Together, they allow us to determine which genes the RNA-seq reads came from and quantify their expression levels.

In [None]:
%%bash
# sequence data
head refs/22.fa

### 1.4 Gene Expression Count Matrix

**What is a count matrix?**
The count matrix is the fundamental data structure for RNA-seq analysis.

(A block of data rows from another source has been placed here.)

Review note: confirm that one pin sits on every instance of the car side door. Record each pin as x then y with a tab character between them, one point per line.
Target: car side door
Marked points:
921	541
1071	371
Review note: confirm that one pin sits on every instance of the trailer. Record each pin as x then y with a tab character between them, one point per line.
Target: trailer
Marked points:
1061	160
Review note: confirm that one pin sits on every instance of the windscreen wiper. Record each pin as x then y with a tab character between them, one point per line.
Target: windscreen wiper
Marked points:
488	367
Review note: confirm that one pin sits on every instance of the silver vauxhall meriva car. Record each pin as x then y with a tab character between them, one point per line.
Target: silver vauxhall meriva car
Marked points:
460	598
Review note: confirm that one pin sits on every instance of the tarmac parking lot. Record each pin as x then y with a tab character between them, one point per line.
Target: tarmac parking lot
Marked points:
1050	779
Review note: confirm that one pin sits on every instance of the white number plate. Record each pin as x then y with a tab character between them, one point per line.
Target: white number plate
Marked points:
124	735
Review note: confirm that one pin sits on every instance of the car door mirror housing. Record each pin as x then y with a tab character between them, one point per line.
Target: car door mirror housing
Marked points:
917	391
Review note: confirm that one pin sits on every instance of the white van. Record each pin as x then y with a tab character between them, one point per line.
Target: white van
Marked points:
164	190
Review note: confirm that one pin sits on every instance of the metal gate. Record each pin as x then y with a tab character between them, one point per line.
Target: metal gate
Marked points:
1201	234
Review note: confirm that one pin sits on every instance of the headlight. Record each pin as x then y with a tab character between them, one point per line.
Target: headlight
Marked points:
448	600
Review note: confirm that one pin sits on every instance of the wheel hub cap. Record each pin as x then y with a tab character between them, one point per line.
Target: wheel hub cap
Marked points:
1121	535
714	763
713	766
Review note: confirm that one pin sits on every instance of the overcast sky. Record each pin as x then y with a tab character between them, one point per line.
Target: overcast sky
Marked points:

It's a table where:
- **Rows**: Represent genes/transcripts
- **Columns**: Represent samples (cancer_rep1, cancer_rep2, etc.)
- **Values**: Number of sequencing reads assigned to each gene in each sample

**Why is this important?**
- **Statistical foundation**: All differential expression analysis starts with this matrix
- **Data quality**: Allows us to spot potential issues before analysis
- **Biological insight**: Shows which genes are highly vs lowly expressed
- **Clinical relevance**: Forms the basis for identifying cancer biomarkers

**Let's examine our count matrix:**


In [None]:
%%bash
wc -l counts.tsv

In [None]:
%%bash
head counts.tsv

In [None]:
%%bash
tail counts.tsv

**Understanding the count matrix structure:**

**Gene_ID Column:**
- **Transcript identifiers**: From our GTF annotation file
- **ENST format**: Ensembl transcript IDs (e.g., ENST00000215832.4)
- **Version numbers**: The `.4` indicates annotation version
- **Biological meaning**: Each ID represents a specific mRNA transcript

**Sample Columns:**
- **cancer_rep1, cancer_rep2, cancer_rep3**: Three biological replicates of cancer cell lines
- **normal_rep1, normal_rep2, normal_rep3**: Three biological replicates of normal brain tissue
- **Replication importance**: Multiple replicates allow statistical testing

**Count Values:**
- **Integer numbers**: Whole read counts (0, 1, 2, 150, 5000, etc.)
- **Dynamic range**: From 0 (not expressed) to tens of thousands (highly expressed)
- **Raw counts**: Not yet normalized for library size or gene length

**What the numbers tell us:**

| Genes | High count values | Medium count values | Low count values | Zero count values |
| --- | --- | --- | --- | --- |
| Counts range | >1000 | 10-1000 | 0-10 | 0 |
| Typical content | <ul><li>Housekeeping genes: Essential cellular functions (ribosomal proteins, metabolism)</li><li>Tissue-specific genes: Genes characteristic of the tissue type</li><li>Abundant transcripts: Genes producing lots of mRNA | <ul><li>Regulated genes: Genes that may change between conditions</li><li>Functional specialization: Genes involved in specific biological processes</li><li>Potential biomarkers: Candidates for differential expression</li></ul> | <ul><li>Lowly expressed genes: Genes with minimal transcription</li><li>Tissue-inappropriate genes: Genes not typically expressed in this tissue</li><li>Technical noise: Some low counts may be background</li></ul> | <ul><li>Not expressed: Gene is turned off in this sample/condition</li><li>Below detection: Expression too low to detect reliably</li><li>Technical artifacts: Missing due to technical limitations</li></ul> |


**Clinical and Research Implications:**

**Quality indicators:**
- **Similar patterns**: Replicates should show similar count patterns
- **Dynamic range**: Healthy samples should show diverse expression levels
- **Library sizes**: Total counts should be similar across samples

**Biological insights:**
- **Condition differences**: Cancer vs normal samples may show different patterns
- **Gene expression hierarchy**: Most genes lowly expressed, few highly expressed
- **Functional categories**: Different gene types have characteristic expression levels

This count matrix serves as the foundation for identifying genes that are differentially expressed between cancer and normal tissue, which will guide our search for therapeutic targets.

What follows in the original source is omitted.